МИНУСИНСКАЯ ШВЕЙЦАРІЯ И БОГИ ПУСТЫНИ.[править]

(Изъ дневника путешественника).
Выѣздъ на пріиски. — Сагайскій татаринъ. — Шаманство. — Дитя шаманъ и шаманы психопаты. — Жертвоприношеніе на пути. — Иней-тасъ — старуха камень. — Грандіозная природа пустыни. — Ея боги и пантеизмъ инородцевъ. — Священная береза. — Утесъ — хозяинъ стадъ. — Мой тайный замыселъ посѣтить старуху.

Въ августѣ мѣсяцѣ прошлаго года я пробирался изъ западныхъ, пограничныхъ мѣстностей Минусинскаго округа къ вершинамъ рѣчки Камышты, на пріискъ къ одному знакомому золотопромышленнику, ѣхать приходилось горными, таежными тропинками, и я былъ очень радъ спутнику, сагайскому татарину, ѣхавшему въ тѣже мѣста.

Вечерѣло. Мы приближались къ рѣчкѣ Аскызъ[1] по широкому сѣнокосному лугу, ведя оживленную бесѣду о разныхъ разностяхъ. Свидѣтель со стороны, глядя на наши энергическіе жесты руками, киванья и повертыванья головой, подумалъ бы, что мы рѣшаемъ вопросы жизни и смерти или судьбы государства и цивилизаціи, по дѣло было гораздо проще: мой спутникъ плохо зналъ порусски, я не лучше его посагайски, и приходилось волей-неволей прибѣгать къ пособіямъ мимики для поясненія своихъ мыслей. Рѣчь какъ-то перешла на шаманство.

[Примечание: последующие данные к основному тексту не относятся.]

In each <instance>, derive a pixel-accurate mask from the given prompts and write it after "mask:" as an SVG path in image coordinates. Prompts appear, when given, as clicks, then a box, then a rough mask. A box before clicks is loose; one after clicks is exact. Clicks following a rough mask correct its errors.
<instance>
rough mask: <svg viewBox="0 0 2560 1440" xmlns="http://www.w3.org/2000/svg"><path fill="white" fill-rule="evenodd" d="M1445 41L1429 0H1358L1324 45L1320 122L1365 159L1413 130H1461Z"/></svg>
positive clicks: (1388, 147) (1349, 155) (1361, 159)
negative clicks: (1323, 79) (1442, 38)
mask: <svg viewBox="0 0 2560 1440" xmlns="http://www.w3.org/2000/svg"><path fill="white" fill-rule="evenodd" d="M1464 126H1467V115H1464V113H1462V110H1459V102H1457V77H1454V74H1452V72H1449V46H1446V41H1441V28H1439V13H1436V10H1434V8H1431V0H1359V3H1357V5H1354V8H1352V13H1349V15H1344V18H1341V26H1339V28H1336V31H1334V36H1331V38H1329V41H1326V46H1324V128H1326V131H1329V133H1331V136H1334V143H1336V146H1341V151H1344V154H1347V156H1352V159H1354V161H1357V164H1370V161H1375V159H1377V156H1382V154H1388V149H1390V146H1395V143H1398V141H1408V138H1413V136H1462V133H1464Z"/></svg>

— Есть въ Россіи хорошіе шаманщики? — неожиданно спросилъ татаринъ.

Я отвѣчалъ отрицательно.

— Значитъ у васъ шайтановъ нѣтъ? — послѣдовалъ вопросъ.

— Не знаю, прежде, говорятъ, были, теперь что то не слыхать.

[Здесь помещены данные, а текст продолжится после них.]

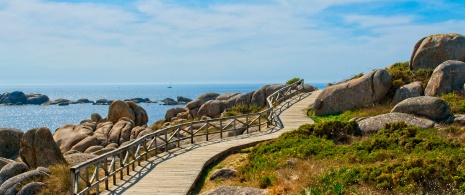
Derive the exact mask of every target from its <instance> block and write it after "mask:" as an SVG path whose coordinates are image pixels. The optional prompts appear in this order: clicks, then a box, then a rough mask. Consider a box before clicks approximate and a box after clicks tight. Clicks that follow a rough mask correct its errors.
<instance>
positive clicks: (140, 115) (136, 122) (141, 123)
mask: <svg viewBox="0 0 465 195" xmlns="http://www.w3.org/2000/svg"><path fill="white" fill-rule="evenodd" d="M126 103H127V104H128V105H129V107H130V108H131V109H132V111H133V112H134V118H135V120H134V123H135V125H136V126H142V125H146V124H147V122H149V117H148V115H147V112H146V111H145V109H144V108H142V107H141V106H139V105H137V104H136V103H134V102H132V101H129V102H126Z"/></svg>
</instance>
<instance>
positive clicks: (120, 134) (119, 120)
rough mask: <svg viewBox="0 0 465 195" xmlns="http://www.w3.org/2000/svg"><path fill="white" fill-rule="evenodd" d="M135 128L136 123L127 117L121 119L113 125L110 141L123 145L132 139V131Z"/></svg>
mask: <svg viewBox="0 0 465 195" xmlns="http://www.w3.org/2000/svg"><path fill="white" fill-rule="evenodd" d="M133 128H134V122H133V121H132V120H131V119H129V118H126V117H123V118H121V119H120V120H119V121H118V122H116V123H115V125H113V127H112V128H111V130H110V135H109V141H110V142H112V143H117V144H118V145H119V144H122V143H124V142H127V141H129V140H130V139H131V130H132V129H133Z"/></svg>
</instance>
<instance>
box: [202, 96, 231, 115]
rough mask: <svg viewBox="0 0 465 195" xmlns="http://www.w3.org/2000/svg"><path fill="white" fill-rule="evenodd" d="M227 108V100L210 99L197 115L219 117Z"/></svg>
mask: <svg viewBox="0 0 465 195" xmlns="http://www.w3.org/2000/svg"><path fill="white" fill-rule="evenodd" d="M226 108H227V103H226V101H224V100H210V101H208V102H206V103H205V104H203V105H202V106H201V107H200V109H199V112H198V113H197V117H198V118H201V117H203V116H208V117H211V118H218V117H220V116H221V113H222V112H223V111H224V110H225V109H226Z"/></svg>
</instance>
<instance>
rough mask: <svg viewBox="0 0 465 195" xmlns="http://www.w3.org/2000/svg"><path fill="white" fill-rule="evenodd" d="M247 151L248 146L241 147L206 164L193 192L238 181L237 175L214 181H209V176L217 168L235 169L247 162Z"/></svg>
mask: <svg viewBox="0 0 465 195" xmlns="http://www.w3.org/2000/svg"><path fill="white" fill-rule="evenodd" d="M248 153H250V148H246V149H242V150H239V151H237V152H235V153H233V154H231V155H229V156H227V157H223V158H221V159H219V160H218V161H216V162H214V163H212V164H210V165H209V166H207V168H206V171H203V172H202V175H201V178H202V179H201V180H200V181H201V182H200V183H199V184H197V185H196V188H194V190H193V192H194V194H199V193H203V192H205V191H208V190H211V189H215V188H217V187H220V186H225V185H234V184H237V183H240V178H239V177H234V178H232V179H228V180H214V181H211V180H210V179H209V178H210V176H211V174H212V173H213V172H214V171H215V170H217V169H222V168H230V169H237V168H238V167H241V166H244V165H245V164H247V162H248V161H247V156H248Z"/></svg>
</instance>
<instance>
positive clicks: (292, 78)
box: [286, 78, 300, 85]
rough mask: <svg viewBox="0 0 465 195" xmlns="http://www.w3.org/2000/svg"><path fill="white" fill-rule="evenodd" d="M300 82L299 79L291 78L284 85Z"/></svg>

— Нѣтъ, и у васъ есть шайтаны, только, должно быть, смирные. Русскій народъ — хитрый народъ, бойкій народъ, самъ хуже шайтана. Татары смирный народъ, простой: оттого и шайтаны у насъ сердитые, съ убѣжденіемъ заключилъ мой философъ.

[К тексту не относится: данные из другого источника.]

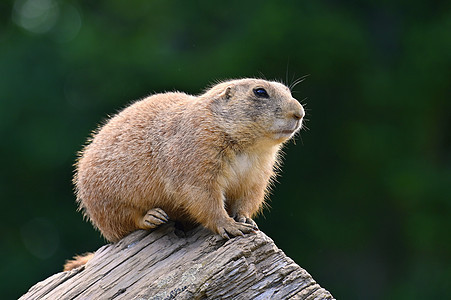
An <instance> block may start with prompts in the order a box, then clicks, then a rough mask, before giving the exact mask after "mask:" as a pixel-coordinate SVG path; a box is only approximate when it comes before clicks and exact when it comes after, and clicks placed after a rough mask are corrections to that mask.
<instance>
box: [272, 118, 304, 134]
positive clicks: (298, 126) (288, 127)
mask: <svg viewBox="0 0 451 300" xmlns="http://www.w3.org/2000/svg"><path fill="white" fill-rule="evenodd" d="M290 123H291V122H290ZM284 125H285V126H280V127H281V128H280V129H277V130H274V131H273V133H274V135H275V136H276V137H277V138H283V137H286V138H290V137H291V136H292V135H293V134H295V133H296V132H297V131H298V130H299V129H300V128H301V127H302V119H301V120H297V121H296V122H295V123H294V124H293V123H292V124H284ZM290 125H292V126H290ZM293 125H294V126H293ZM287 127H288V128H290V127H291V128H290V129H287Z"/></svg>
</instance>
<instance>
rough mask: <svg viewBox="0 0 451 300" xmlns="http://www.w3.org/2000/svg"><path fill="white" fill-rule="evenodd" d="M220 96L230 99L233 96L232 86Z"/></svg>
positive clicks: (226, 90)
mask: <svg viewBox="0 0 451 300" xmlns="http://www.w3.org/2000/svg"><path fill="white" fill-rule="evenodd" d="M219 97H221V98H223V99H230V98H231V97H232V87H231V86H228V87H226V88H225V89H224V90H223V91H222V92H221V93H220V94H219Z"/></svg>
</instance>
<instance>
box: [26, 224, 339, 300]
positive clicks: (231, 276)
mask: <svg viewBox="0 0 451 300" xmlns="http://www.w3.org/2000/svg"><path fill="white" fill-rule="evenodd" d="M176 233H177V232H175V231H174V226H173V224H171V223H170V224H166V225H164V226H161V227H160V228H159V229H157V230H156V231H154V232H152V233H149V232H145V231H137V232H135V233H132V234H131V235H129V236H127V237H126V238H124V239H123V240H121V241H120V242H119V243H117V244H110V245H105V246H103V247H101V248H100V249H99V250H98V251H97V252H96V254H95V256H94V258H93V259H92V260H91V261H89V262H88V264H87V265H86V266H83V267H80V268H78V269H75V270H72V271H69V272H61V273H58V274H55V275H53V276H51V277H49V278H47V279H46V280H44V281H42V282H39V283H37V284H36V285H35V286H33V287H32V288H31V289H30V290H29V291H28V293H26V294H25V295H23V296H22V297H21V298H20V299H139V300H144V299H155V300H156V299H333V297H332V295H331V294H330V293H329V292H328V291H327V290H325V289H323V288H321V287H320V286H319V285H318V284H317V283H316V282H315V281H314V280H313V278H312V277H311V276H310V274H308V273H307V272H306V271H305V270H304V269H302V268H301V267H299V266H298V265H297V264H296V263H295V262H293V260H291V259H290V258H289V257H287V256H286V255H285V254H284V253H283V252H282V251H281V250H280V249H278V248H277V247H276V246H275V244H274V243H273V241H272V240H271V239H270V238H269V237H267V236H266V235H265V234H264V233H263V232H258V233H257V234H248V235H246V236H244V237H237V238H234V239H231V240H228V241H227V240H223V239H221V238H220V237H219V236H217V235H213V234H212V233H210V232H209V231H208V230H206V229H204V228H202V227H198V228H196V229H194V230H192V231H190V232H188V233H187V234H186V235H181V234H176Z"/></svg>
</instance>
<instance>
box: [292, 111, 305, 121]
mask: <svg viewBox="0 0 451 300" xmlns="http://www.w3.org/2000/svg"><path fill="white" fill-rule="evenodd" d="M303 117H304V113H303V112H302V111H296V112H294V113H293V118H295V119H296V120H300V119H302V118H303Z"/></svg>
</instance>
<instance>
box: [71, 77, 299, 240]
mask: <svg viewBox="0 0 451 300" xmlns="http://www.w3.org/2000/svg"><path fill="white" fill-rule="evenodd" d="M303 116H304V109H303V108H302V106H301V105H300V104H299V102H298V101H296V100H295V99H294V98H293V97H292V96H291V93H290V90H289V89H288V88H287V87H286V86H285V85H283V84H281V83H278V82H270V81H266V80H261V79H239V80H231V81H225V82H222V83H220V84H217V85H215V86H213V87H212V88H210V89H209V90H207V91H206V92H205V93H204V94H202V95H199V96H191V95H187V94H184V93H179V92H176V93H165V94H156V95H153V96H150V97H148V98H145V99H143V100H140V101H137V102H135V103H133V104H132V105H130V106H129V107H127V108H125V109H124V110H123V111H121V112H120V113H118V114H117V115H116V116H114V117H113V118H111V119H110V120H109V121H108V122H107V123H106V124H105V125H104V126H103V127H101V128H100V129H99V130H98V131H97V133H95V134H94V135H93V138H92V141H91V143H90V144H88V145H87V146H86V147H85V148H84V150H83V151H82V152H81V155H80V157H79V160H78V162H77V166H76V175H75V177H74V183H75V186H76V194H77V201H78V203H79V206H80V209H82V210H83V211H84V214H85V215H86V216H87V217H88V218H89V219H90V220H91V222H92V223H93V224H94V226H95V227H97V228H98V229H99V230H100V231H101V232H102V234H103V235H104V236H105V238H106V239H108V240H110V241H113V242H116V241H118V240H120V239H121V238H123V237H124V236H126V235H127V234H129V233H130V232H132V231H135V230H137V229H151V228H155V227H156V226H158V225H159V224H161V223H164V222H166V221H167V220H168V219H171V220H175V221H183V222H194V223H200V224H202V225H203V226H205V227H207V228H209V229H210V230H211V231H213V232H215V233H218V234H220V235H221V236H223V237H224V238H228V237H232V236H237V235H242V234H245V233H250V232H252V231H255V230H257V226H256V224H255V223H254V221H253V220H252V217H253V216H254V215H255V214H256V213H257V212H258V211H259V210H260V209H261V207H262V205H263V203H264V200H265V194H266V191H267V188H268V185H269V183H270V180H271V178H272V177H273V176H274V170H273V169H274V166H275V164H276V163H277V157H278V155H277V154H278V151H279V149H280V147H281V145H282V144H283V143H284V142H285V141H287V140H289V139H290V138H291V137H292V136H293V135H294V134H295V133H296V132H297V131H298V130H299V129H300V128H301V126H302V118H303Z"/></svg>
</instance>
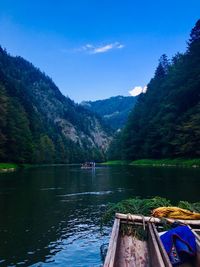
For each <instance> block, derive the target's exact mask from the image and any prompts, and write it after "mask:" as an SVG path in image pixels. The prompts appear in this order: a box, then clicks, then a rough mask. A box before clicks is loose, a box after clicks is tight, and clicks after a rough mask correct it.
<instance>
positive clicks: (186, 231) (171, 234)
mask: <svg viewBox="0 0 200 267" xmlns="http://www.w3.org/2000/svg"><path fill="white" fill-rule="evenodd" d="M160 239H161V240H162V243H163V245H164V247H165V249H166V251H167V254H168V255H169V258H170V260H171V263H172V264H173V265H176V264H181V263H184V262H185V261H186V260H187V259H188V256H189V257H191V256H195V254H196V241H195V236H194V234H193V233H192V231H191V230H190V228H189V227H188V226H178V227H176V228H174V229H172V230H169V231H168V232H166V233H165V234H163V235H162V236H161V237H160Z"/></svg>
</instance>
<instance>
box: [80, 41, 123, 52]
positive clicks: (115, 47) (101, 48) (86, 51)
mask: <svg viewBox="0 0 200 267" xmlns="http://www.w3.org/2000/svg"><path fill="white" fill-rule="evenodd" d="M122 48H124V45H123V44H120V43H119V42H115V43H110V44H106V45H102V46H95V45H93V44H86V45H84V46H82V47H80V48H78V49H75V51H77V52H81V51H82V52H87V53H89V54H100V53H106V52H108V51H110V50H114V49H122Z"/></svg>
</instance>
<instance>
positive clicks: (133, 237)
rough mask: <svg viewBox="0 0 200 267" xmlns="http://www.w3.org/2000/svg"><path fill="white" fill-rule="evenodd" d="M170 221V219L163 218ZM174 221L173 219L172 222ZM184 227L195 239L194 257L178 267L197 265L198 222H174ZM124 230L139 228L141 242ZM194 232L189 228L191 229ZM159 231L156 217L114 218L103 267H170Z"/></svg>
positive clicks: (158, 221) (199, 251) (199, 238)
mask: <svg viewBox="0 0 200 267" xmlns="http://www.w3.org/2000/svg"><path fill="white" fill-rule="evenodd" d="M167 221H169V222H171V223H172V222H174V221H175V220H173V219H167ZM176 221H177V220H176ZM178 221H179V222H182V223H184V224H188V225H189V227H190V228H191V230H192V231H193V233H194V234H195V237H196V244H197V255H196V257H195V260H194V262H193V263H192V265H191V264H182V265H179V266H181V267H191V266H194V267H199V266H200V236H199V234H200V220H196V221H195V220H190V221H189V220H187V221H186V220H178ZM124 226H125V227H126V228H127V229H128V228H131V227H133V228H132V229H134V227H140V228H141V229H143V230H144V232H145V233H146V237H147V238H146V240H145V241H141V240H139V239H138V238H137V235H135V234H134V233H133V232H131V231H129V230H127V232H125V233H124V231H123V228H124ZM194 226H195V227H196V229H193V227H194ZM161 231H163V222H162V220H160V219H159V218H154V217H144V216H139V215H131V214H119V213H117V214H116V216H115V221H114V225H113V228H112V233H111V237H110V242H109V246H108V251H107V255H106V259H105V262H104V267H172V264H171V262H170V260H169V257H168V255H167V253H166V251H165V248H164V246H163V244H162V241H161V239H160V235H159V232H161Z"/></svg>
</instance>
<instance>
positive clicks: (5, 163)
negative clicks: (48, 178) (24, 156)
mask: <svg viewBox="0 0 200 267" xmlns="http://www.w3.org/2000/svg"><path fill="white" fill-rule="evenodd" d="M32 166H33V165H31V164H17V163H0V172H9V171H16V170H18V169H20V168H24V169H27V168H30V167H32Z"/></svg>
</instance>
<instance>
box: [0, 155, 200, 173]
mask: <svg viewBox="0 0 200 267" xmlns="http://www.w3.org/2000/svg"><path fill="white" fill-rule="evenodd" d="M49 165H51V166H52V165H55V166H59V165H60V166H62V165H79V164H17V163H0V172H12V171H16V170H18V169H21V168H23V169H27V168H30V167H37V166H40V167H41V166H49ZM98 165H107V166H120V165H130V166H151V167H190V168H199V167H200V159H181V158H177V159H139V160H134V161H128V160H111V161H106V162H103V163H98Z"/></svg>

— Нѣтъ, продолжалъ онъ, помолчавъ, намъ никакъ нельзя безъ шаманщика — шайтановъ много, Въ тайгѣ шайтанъ, на горахъ опять другіе шайтаны. Пришелъ шайтанъ въ юрту, испортилъ человѣка, захворалъ человѣкъ, какъ быть безъ шаманщика?

— А у васъ въ улусѣ есть шаманщикъ?

— Теперь нѣтъ, а скоро будетъ.

— Ты почемъ знаешь, что будетъ?

— Видишь ли — есть у насъ мальчикъ тамъ, лѣтъ 14-ти. Росъ онъ все хворый, больной, но ночамъ часто кричалъ, не спалъ, ходилъ изъ юрты ночью, но цѣлымъ ночамъ пропадалъ, а утромъ спросятъ, гдѣ былъ — ничего не помнитъ. И теперь онъ ходитъ все одинъ, съ ребятами не играетъ. Другой разъ бываетъ — накинутся на него шайтаны, примутся его бить, колотить объ землю, такъ бьютъ, такъ мучаютъ его, что онъ часа два лежитъ безъ памяти. Мы видимъ все это вѣдь, потому и знаемъ, что шайтаны его зовутъ къ себѣ служить. Они его еще маленькаго выбрали себѣ. Онъ теперь у шаманщика живетъ, тотъ его учитъ и говоритъ, что шайтаны его больно любятъ и все ему сказывать станутъ.

— Какъ же мальчикъ сдѣлается самъ шаманшикомъ, когда?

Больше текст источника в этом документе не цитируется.